Roofcorp has discussed ways in which roofs can be coated in materials to reduce smog and pollution and become another weapon against greenhouse gasses. The University of Pittsburgh has joined the fight and begun implementing some of these new materials on its campus buildings.
Dan Marcinko, the University’s Assistant Vice Chancellor and sustainability coordinator announced the plans to the media on Pitt’s direction on their sustainable roofing. Posvar Hall is being treated with a compound known as “Eco-Activ,” manufactured by Siplast.
The compound works by pulling nitrogen oxide out of the air and condenses onto the shingles. After they are bonded to the roof ultraviolet radiation reacts with the particles to transform them into harmless nitrates that are then washed away with the next rain. Nitrogen Oxide is a greenhouse gas and respiratory irritant that is emitted from automobiles, manufacturing and fossil fuel powered energy production. Eco-Activ has been shown to eliminate up to 85% of the nitrogen oxide molecules that it comes in contact with.

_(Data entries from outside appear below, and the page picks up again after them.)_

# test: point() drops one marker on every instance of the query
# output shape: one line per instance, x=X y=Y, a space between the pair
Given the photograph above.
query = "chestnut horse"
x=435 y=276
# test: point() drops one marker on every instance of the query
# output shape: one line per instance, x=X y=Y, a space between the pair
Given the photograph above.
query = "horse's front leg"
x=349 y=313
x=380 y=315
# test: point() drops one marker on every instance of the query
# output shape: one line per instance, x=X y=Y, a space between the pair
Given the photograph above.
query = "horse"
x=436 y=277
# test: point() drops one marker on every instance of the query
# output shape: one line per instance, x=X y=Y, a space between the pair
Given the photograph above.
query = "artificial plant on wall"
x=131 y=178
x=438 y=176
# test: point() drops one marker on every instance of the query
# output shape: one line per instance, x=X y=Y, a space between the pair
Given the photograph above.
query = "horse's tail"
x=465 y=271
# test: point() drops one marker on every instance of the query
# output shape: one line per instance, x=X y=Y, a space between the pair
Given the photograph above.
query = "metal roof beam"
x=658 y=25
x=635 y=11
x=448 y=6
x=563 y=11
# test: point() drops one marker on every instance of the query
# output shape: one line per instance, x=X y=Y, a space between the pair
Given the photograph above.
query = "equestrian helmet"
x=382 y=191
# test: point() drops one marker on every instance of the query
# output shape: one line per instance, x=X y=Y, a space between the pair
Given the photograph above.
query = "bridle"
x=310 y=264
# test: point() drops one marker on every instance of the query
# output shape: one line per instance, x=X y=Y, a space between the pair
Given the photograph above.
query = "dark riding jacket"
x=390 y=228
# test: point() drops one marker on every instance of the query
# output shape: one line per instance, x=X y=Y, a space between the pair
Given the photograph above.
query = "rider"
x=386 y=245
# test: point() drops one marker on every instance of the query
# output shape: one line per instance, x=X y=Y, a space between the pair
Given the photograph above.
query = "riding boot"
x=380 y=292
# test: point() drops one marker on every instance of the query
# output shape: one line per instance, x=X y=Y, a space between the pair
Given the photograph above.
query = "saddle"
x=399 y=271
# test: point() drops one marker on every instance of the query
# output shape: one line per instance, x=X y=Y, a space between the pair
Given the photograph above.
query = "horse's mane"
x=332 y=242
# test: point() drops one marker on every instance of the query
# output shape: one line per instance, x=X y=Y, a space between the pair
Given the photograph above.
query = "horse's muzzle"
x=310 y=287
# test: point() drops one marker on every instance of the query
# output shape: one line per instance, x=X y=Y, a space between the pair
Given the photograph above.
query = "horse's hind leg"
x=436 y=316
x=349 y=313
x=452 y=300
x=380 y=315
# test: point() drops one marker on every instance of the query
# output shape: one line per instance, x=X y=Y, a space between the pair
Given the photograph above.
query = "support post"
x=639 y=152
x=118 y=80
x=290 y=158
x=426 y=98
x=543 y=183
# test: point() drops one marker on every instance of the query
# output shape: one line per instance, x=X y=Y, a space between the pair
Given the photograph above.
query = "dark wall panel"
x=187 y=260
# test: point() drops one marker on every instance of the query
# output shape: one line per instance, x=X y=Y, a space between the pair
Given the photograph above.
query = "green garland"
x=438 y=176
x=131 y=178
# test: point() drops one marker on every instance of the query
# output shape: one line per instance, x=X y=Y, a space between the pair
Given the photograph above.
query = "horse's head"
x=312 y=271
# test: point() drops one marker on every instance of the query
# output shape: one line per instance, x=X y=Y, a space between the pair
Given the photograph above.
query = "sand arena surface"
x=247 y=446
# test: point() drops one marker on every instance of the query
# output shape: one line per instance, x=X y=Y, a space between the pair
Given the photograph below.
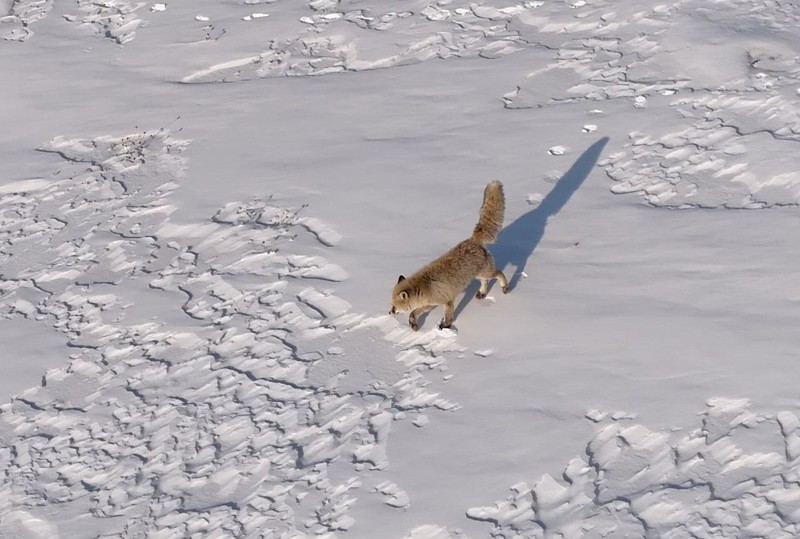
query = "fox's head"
x=401 y=299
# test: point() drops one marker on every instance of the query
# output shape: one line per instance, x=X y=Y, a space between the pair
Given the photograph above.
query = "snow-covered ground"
x=204 y=206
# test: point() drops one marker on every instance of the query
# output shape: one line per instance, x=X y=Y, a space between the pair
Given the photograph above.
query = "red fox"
x=442 y=280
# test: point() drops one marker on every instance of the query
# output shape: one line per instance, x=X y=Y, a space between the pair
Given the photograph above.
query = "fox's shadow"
x=516 y=242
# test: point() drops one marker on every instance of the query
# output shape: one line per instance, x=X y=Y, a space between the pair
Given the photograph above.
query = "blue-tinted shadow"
x=517 y=241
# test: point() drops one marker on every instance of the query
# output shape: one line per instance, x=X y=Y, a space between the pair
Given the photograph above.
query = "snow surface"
x=204 y=206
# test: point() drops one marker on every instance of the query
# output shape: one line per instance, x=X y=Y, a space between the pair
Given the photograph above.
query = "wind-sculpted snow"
x=634 y=482
x=15 y=23
x=219 y=422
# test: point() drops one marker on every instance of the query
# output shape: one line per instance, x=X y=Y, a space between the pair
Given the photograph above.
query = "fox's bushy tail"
x=492 y=212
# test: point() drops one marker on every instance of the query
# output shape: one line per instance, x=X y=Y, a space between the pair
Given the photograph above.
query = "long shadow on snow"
x=517 y=241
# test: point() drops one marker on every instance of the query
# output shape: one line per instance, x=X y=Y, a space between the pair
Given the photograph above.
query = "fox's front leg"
x=412 y=318
x=447 y=321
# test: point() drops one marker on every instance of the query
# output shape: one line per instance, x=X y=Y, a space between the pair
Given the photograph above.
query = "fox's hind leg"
x=503 y=281
x=484 y=289
x=447 y=321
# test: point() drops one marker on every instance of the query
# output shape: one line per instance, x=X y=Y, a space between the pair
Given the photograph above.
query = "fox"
x=440 y=281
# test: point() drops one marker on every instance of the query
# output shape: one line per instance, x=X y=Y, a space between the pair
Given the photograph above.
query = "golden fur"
x=439 y=282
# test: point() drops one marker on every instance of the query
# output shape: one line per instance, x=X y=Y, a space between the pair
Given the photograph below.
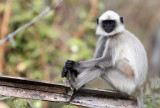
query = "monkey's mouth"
x=108 y=30
x=108 y=25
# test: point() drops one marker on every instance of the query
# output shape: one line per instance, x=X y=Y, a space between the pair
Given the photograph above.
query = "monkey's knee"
x=125 y=67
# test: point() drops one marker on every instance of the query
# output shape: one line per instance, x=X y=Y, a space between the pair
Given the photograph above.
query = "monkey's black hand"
x=64 y=72
x=69 y=64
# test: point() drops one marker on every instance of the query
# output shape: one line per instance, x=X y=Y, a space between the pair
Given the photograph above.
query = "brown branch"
x=61 y=93
x=4 y=30
x=45 y=12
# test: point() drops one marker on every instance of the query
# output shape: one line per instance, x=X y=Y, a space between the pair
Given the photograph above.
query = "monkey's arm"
x=100 y=46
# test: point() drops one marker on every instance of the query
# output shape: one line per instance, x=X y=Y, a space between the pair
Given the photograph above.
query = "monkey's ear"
x=97 y=21
x=121 y=19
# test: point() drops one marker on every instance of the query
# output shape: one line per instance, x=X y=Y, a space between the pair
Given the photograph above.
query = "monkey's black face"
x=108 y=25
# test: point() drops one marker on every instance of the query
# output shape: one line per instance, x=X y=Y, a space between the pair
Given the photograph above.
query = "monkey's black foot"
x=64 y=72
x=70 y=63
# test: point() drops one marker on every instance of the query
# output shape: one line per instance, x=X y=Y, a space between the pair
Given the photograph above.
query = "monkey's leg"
x=121 y=77
x=84 y=77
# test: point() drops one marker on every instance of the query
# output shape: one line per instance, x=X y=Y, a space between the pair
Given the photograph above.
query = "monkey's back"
x=127 y=46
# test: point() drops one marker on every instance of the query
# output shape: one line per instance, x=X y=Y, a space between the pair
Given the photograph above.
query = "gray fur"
x=121 y=46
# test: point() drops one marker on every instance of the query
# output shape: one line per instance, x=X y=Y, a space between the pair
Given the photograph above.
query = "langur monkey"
x=120 y=58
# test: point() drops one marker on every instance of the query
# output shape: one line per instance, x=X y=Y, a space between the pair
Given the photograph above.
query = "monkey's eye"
x=105 y=22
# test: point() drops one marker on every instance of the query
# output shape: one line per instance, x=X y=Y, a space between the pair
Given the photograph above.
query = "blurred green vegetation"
x=67 y=32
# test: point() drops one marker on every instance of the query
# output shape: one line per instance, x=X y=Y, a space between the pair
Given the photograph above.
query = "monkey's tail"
x=140 y=98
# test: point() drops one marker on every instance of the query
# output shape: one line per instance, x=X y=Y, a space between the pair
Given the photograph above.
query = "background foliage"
x=68 y=32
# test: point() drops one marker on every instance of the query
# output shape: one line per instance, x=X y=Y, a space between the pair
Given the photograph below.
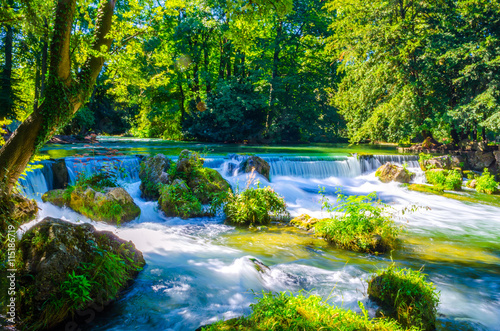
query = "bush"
x=365 y=225
x=443 y=179
x=254 y=206
x=405 y=295
x=486 y=183
x=283 y=311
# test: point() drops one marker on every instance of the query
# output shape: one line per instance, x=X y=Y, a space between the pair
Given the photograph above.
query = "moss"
x=177 y=200
x=405 y=295
x=283 y=311
x=65 y=267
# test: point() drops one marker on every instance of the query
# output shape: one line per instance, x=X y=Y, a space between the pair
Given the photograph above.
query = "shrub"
x=283 y=311
x=405 y=295
x=365 y=225
x=254 y=206
x=177 y=200
x=486 y=183
x=443 y=179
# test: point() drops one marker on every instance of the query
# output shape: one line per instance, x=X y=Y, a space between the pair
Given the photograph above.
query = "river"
x=200 y=270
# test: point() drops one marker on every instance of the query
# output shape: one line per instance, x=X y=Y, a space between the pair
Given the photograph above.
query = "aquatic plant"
x=255 y=206
x=405 y=295
x=486 y=183
x=284 y=311
x=444 y=179
x=364 y=226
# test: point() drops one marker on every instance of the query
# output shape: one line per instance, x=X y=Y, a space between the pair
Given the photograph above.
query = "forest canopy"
x=269 y=71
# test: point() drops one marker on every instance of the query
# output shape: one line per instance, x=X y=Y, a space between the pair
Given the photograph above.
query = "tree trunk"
x=64 y=95
x=6 y=92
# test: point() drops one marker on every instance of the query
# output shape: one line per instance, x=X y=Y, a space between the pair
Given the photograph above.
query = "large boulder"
x=257 y=164
x=64 y=268
x=153 y=173
x=391 y=172
x=206 y=184
x=114 y=205
x=438 y=162
x=480 y=160
x=177 y=200
x=187 y=163
x=60 y=173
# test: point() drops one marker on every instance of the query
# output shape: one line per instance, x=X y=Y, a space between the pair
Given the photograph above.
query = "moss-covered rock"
x=153 y=173
x=64 y=267
x=390 y=172
x=177 y=200
x=304 y=221
x=206 y=184
x=405 y=295
x=114 y=205
x=257 y=163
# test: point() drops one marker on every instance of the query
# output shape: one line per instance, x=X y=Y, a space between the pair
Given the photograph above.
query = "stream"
x=200 y=270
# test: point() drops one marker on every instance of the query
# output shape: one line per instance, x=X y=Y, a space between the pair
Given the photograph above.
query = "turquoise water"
x=200 y=270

This comes from the Siplast website and from Kirk Goodrum, who is in charge of research and development as Siplast. Goodrum explains the hows the roof attacks the particles, “It changes it from a gas to a solid because in a gas form it can cause ground level ozone and can lead to respiratory issues.”
The one building coating by itself will not make a great impact on the amount of emissions pulled from the air, the one building will provide the equivalent of absorbing annual emissions from 200 vehicles. But its solid start, Marcinko believes that if it does well on Posvar Hall there is no reason it shouldn’t be implemented on more buildings.
Goodrum was asked about the potential use for the product in a residential setting and replied, “We primarily deal in commercial roofing, but nothing would restrict it from being used on a residential home.”
With the new renovation it is expected that Posvar Hall will not only clean the air but remain cooler as well. The renovation is expected to be completed by the fall semester of 2014. This is exciting new in the world of roofing and eco-design.